Sitemaps are created from a CSV file which could easily be edited using any text editor before creating the sitemap. Sitemap Creator has three built in ranking mechanism which decide priorities of your pages depending on the number and the placement of link backs, crawled first links or URL structure. You can also limit the crawler by memory, run time or number of URLs.
- beta info
- cURL is not needed anymore, all requests are processed through fsockopen.
- Big fix to the link back ranking functions.
- Limit crawler to a number of URLs
- Disable crawling specific directories or links. Regular expressions are supported
- limit number of links to show on start page
The script was tested on PHP5, let me know how it worked for PHP4 .
Online demo might be available on the next release.
Download (build 20080514) :
sitemap_creator.tar.gz - sitemap_creator.zip


May 16th, 2008 at 6:11 pm
[...] You need a sitemap! Lucky for you GadElKareem created a little script written in PHP called Sitemap Creator. So what does it do? Upon logging into the sitemap admin section and clicking “Crawl [...]
May 17th, 2008 at 12:57 am
What is the URL you are supposed to submit to google for the sitemap?
May 17th, 2008 at 1:09 am
@gtnman
Please use “Add reference to robots.txt" to show you the default sitemap URL, remember to chmod 666 robots.txt .
it should look something like
http://www.greatertalent.com/sitemap.php?do=showsitemap&sm=sitemap.xml.gz
May 19th, 2008 at 6:09 pm
Interesting note. I have tested this script on two VPS servers both running the latest version of Plesk on two different web hosts. Seems that the unix command utime (which touch()) uses is not available in Plesk. Is touch vital to the script or will is_writable do the same thing? (I made this change, and the robots.txt generated perfectly.)
Does the cronjob re-generate robots.txt or is this something that the user must do.
May 19th, 2008 at 6:13 pm
Another note, I tested this on my ubuntu box and it worked fine which utime did exist on.
May 21st, 2008 at 1:44 am
@gtnman
- touch() is not related to Plesk, you need to have permissions to modify files in that directory, I can not find any relation between touch() function and utime. make sure you 'chmod 777′ data directory.

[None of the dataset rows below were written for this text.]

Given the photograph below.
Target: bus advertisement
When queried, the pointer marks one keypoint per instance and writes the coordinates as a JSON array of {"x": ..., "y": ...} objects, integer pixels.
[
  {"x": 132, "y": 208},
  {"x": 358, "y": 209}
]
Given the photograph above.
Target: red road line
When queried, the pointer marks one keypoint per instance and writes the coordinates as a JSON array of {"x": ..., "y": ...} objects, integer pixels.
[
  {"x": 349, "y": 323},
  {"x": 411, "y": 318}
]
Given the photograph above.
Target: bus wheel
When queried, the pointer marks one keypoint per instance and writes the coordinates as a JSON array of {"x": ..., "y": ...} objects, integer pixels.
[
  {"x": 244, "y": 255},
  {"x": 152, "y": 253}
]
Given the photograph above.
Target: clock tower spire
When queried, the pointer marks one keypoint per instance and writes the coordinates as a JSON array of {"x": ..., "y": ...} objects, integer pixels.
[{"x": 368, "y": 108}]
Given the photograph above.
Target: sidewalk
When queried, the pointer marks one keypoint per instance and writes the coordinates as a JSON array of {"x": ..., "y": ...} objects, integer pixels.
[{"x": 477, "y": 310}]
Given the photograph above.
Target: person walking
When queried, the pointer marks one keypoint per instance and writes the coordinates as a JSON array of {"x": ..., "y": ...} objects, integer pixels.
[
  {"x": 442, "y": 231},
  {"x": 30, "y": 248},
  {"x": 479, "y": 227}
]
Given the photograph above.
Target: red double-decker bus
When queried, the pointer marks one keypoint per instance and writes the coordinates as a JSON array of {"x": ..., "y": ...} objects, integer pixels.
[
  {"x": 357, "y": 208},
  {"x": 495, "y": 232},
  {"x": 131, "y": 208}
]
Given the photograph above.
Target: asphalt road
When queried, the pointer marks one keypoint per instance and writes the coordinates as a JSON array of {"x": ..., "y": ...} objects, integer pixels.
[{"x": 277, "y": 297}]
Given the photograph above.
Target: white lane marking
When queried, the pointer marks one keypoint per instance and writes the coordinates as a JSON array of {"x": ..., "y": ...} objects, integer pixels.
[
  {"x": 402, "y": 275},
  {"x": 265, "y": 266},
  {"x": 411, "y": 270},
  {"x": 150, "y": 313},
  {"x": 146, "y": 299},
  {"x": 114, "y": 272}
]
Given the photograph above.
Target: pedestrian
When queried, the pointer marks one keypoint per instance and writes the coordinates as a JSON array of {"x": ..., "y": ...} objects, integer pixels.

- robots.txt are not generated every time the sitemap is created, you only need to modify it once.
May 27th, 2008 at 4:21 pm
hi
help me
i see this error:
No Pages were crawled, Please make sure you have set your site domain correctly and you have valid connection to host
May 27th, 2008 at 4:22 pm
where is the right setting for site
May 28th, 2008 at 11:14 pm
@abyzn
Can you enable the debug mode from the configuration file and give me the results?
June 13th, 2008 at 2:54 pm
I use your Sitemap Creator for a site and all going OK, show a table with the URL’s and no error messages. But when I click “Create Sitemaps" the XML is mal formed and incorrect. Any suggestion?
The Site is in ISO-8859-1 and Sitemap in UTF-8…
June 14th, 2008 at 5:13 am
@Ferran
can you give me a like to your sitemap xml file?
June 17th, 2008 at 9:43 am
http://cordigual.com/__sitemap/sitemap.php?do=showsitemap&sm=sitemap.xml.gz
June 18th, 2008 at 2:35 am
[...] Sitemap Creator 0.2 beta :: GadElKareem (tags: Sitemap Creator 0.2 beta :: GadElKareem) [...]
June 18th, 2008 at 9:19 am
@Ferran
can you change constant SMC_GSS to false to disable GSS and try again?
June 18th, 2008 at 11:06 am
@wkarim
I set to false SMC_GSS and the result is the same…
When I look at CSV or the table of sitemap.php show the links… It may be the codification of the files? I try in my sites in UTF and works perfectly, but when i try in this site that’s in ISO, the xml is corrupt… I don't understand it, the functions are correct and config too…